Alright, I openly (and obviously I am writing this on here) admit that I am not the queen of etiquette. I frequently cut people off when they are talking, wear white after Labor Day (or is that before?). and have no clue which fork or spoon to use at a fancy restaurant (but I have only been to one like three times so I get a pass on that one).

But I do know the basics: don't wear your hat inside someone's house, don't put your elbows on the table, don't talk with food in your mouth, chew with your mouth closed, place your napkin in your lap while eating, (can you tell that we are working on table manners right now!?) etc.

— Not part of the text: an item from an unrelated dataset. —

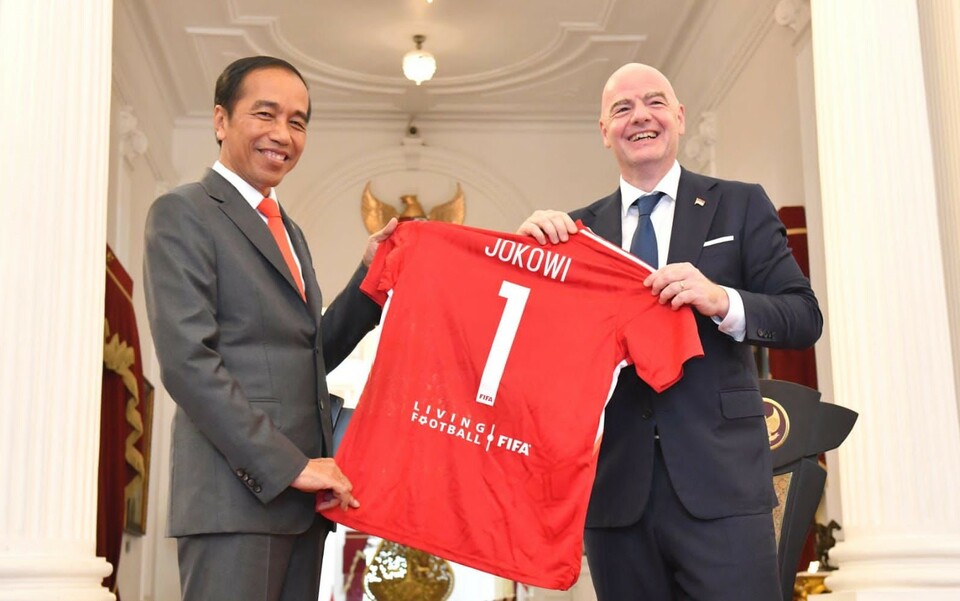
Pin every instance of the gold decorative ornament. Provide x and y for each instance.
(778, 423)
(377, 213)
(809, 583)
(401, 573)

There is however a completely different set of etiquette rules when you are out in public. And while in Dallas I observed some great rule breakers. Now you have to understand that lasik is an elective procedure, so you would assume that those people waiting for their appointments at the lasik office would be of a slightly higher caliber of etiquette followers. You would be wrong. (Or at least I was)

When in a waiting room:

Do NOT engage in a phone call for 45 minutes about your bodily fluids and those bodily fluids of your family members. I am greatly sorry that you are sick, but that implores the question, why are you in this waiting room talking about it instead of at home or at a family doctor's office?
Do NOT talk on your cell phone so loudly that the entire waiting room can hear (that really goes for any place).
Do NOT curse repeatedly on said phone (again, goes for anywhere).
Do NOT read the subtitles on the tv out loud. We may all be in the waiting room to have our vision corrected but we can all read, to ourselves.
Do NOT come out of the bathroom and heave a sigh of relief while at the same time fanning your posterior. We ALL know what you were doing in there and we are all trying to rid that image from our mind.
Do NOT bring your toddler and let them run around the room grabbing and licking the tables. Really?
Do NOT allow your toddler to grab my purse. I may be a mom but I can still have my personal space. I will not be held responsible for anything that may or may not happen while your germ infested monster has her hand down bag. You have been warned.
Do NOT go up to the counter 10 times to check on the status of your appointment. It's only been 15 minutes dude, take a chill pill.
Do NOT go up to the counter to flirt with the ubber cute and skinny receptionists. News flash: they're 17.
Do NOT turn the channel on the tv. There's a clearly marked sign that says so.


Andrea said...

I think there is a whole generation of people that just weren't taught manners.